Note: $V_{\mathrm{jt}}$ and $V_{\mathrm{jc}}$ are experimental value and calculated value of ultimate shear capacity in the core area of the joint, respectively.

, below.

As shown in Table 5, the ultimate shear capacity obtained by solving the formula is in good agreement with the numerical value measured by the test. The ratio of the simulated value to the calculated value is about 0.812 to 1.163. From Table 5, it also can be seen that the average ratio between the experimental value V_jt and the calculated value V_jc is 0.997 with the COV of 0.094. Figure 19 shows the comparisons of regression analysis curve between the simulated and experimental results.
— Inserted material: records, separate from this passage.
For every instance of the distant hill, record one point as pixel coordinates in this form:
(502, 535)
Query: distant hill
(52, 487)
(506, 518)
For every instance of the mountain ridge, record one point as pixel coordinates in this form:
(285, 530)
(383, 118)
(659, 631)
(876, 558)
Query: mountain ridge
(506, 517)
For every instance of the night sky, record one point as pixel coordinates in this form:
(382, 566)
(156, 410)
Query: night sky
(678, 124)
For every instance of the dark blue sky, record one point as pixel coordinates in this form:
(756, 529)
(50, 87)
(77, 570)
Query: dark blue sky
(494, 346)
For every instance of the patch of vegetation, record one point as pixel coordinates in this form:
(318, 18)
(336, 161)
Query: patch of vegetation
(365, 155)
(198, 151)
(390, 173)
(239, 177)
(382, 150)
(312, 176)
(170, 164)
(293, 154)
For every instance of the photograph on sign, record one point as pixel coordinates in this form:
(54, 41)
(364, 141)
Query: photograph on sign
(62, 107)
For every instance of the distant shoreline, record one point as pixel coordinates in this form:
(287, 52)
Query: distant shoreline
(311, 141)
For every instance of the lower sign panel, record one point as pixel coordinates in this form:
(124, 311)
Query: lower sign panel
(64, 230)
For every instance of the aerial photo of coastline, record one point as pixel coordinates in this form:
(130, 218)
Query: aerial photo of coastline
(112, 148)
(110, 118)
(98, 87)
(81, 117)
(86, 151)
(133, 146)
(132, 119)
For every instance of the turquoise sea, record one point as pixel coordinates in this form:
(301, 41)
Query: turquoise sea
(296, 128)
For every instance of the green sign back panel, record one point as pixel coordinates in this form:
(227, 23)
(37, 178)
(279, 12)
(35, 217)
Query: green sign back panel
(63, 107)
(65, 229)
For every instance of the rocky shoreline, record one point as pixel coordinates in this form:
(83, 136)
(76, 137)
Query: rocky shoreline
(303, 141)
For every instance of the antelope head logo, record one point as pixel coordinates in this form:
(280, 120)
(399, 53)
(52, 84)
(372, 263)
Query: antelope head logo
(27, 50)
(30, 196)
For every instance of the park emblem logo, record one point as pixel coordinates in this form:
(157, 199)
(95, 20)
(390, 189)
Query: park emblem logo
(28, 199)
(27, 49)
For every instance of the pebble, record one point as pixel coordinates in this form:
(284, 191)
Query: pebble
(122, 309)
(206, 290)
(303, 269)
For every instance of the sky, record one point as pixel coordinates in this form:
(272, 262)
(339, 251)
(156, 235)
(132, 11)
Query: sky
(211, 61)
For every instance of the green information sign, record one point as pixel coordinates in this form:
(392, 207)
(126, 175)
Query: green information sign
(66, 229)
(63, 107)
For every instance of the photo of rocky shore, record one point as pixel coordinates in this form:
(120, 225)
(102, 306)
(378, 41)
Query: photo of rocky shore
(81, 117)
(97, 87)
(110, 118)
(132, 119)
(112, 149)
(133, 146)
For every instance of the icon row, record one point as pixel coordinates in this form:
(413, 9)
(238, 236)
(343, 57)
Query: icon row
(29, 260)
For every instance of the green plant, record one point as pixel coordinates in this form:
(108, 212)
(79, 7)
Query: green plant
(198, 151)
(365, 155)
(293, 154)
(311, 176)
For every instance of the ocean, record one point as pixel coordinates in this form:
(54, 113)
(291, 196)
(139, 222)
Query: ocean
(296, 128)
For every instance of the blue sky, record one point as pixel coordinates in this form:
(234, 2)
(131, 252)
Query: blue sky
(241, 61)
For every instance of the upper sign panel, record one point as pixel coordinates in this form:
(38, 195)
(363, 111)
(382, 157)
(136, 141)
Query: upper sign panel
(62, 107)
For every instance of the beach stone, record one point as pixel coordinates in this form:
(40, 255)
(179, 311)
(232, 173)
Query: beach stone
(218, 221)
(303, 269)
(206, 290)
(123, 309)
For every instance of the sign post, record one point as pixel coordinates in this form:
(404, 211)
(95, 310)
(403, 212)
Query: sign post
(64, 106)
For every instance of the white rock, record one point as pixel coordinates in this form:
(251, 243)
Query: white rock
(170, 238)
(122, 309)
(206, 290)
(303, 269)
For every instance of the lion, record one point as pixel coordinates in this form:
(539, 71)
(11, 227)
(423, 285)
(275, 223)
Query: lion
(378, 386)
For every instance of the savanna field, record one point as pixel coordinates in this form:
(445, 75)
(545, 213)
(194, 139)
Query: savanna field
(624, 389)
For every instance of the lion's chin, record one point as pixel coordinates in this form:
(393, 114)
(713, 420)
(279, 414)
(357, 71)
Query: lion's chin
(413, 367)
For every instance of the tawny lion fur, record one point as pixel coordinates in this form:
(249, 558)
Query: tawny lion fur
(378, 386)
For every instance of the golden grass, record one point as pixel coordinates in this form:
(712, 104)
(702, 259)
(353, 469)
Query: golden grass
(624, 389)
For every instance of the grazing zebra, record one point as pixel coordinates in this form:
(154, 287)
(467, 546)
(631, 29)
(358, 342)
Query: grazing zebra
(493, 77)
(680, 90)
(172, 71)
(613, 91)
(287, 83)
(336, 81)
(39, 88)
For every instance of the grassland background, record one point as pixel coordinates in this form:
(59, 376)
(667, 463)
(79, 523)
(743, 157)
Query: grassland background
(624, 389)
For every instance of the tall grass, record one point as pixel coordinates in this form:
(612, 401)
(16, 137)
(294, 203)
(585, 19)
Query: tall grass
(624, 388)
There is no obvious dispersion between the calculated values and the measured values. The dispersion degree is low, proving the feasibility of using this formula to calculate the ultimate shear capacity of the SFRC beam–column joint core area.

7. Conclusions

This paper aims to present a novel numerical simulation method for investigating the seismic behavior of SFRC–BCJs, based on the Opensees analysis software. Meanwhile, parametric studies were carried out. Based on the limited results from the current study, the following conclusions can be drawn:

• A numerical simulation method on investigating the seismic behavior of SFRC–BCJs was proposed by modifying the calculation method of shear deformation in the core area of joint and bond–slip deformation of longitudinal reinforcement of beam. The numerical modeling approach can accurately reflect the development of SFRC–BCJs, and the numerical results agreed well with the experimental results.
• Adding the steel fiber volume ratio can effectively improve the seismic behavior of SFRC–BCJs, in terms of the initial stiffness, yield load, ultimate load, and ductility. Besides, increasing the stirrup amount contribute to enhance the yield load, ultimate load, and ductility. However, the axial compression ratio has no obvious influence on the seismic behavior of SFRC–BCJs.
• Based on the numerical simulation results, the formula for calculating the shear capacity of joints is established. Furthermore, the results show that the proposed formula can reflect the influence of steel fibers and stirrups, which is in good agreement with the numerical simulation results.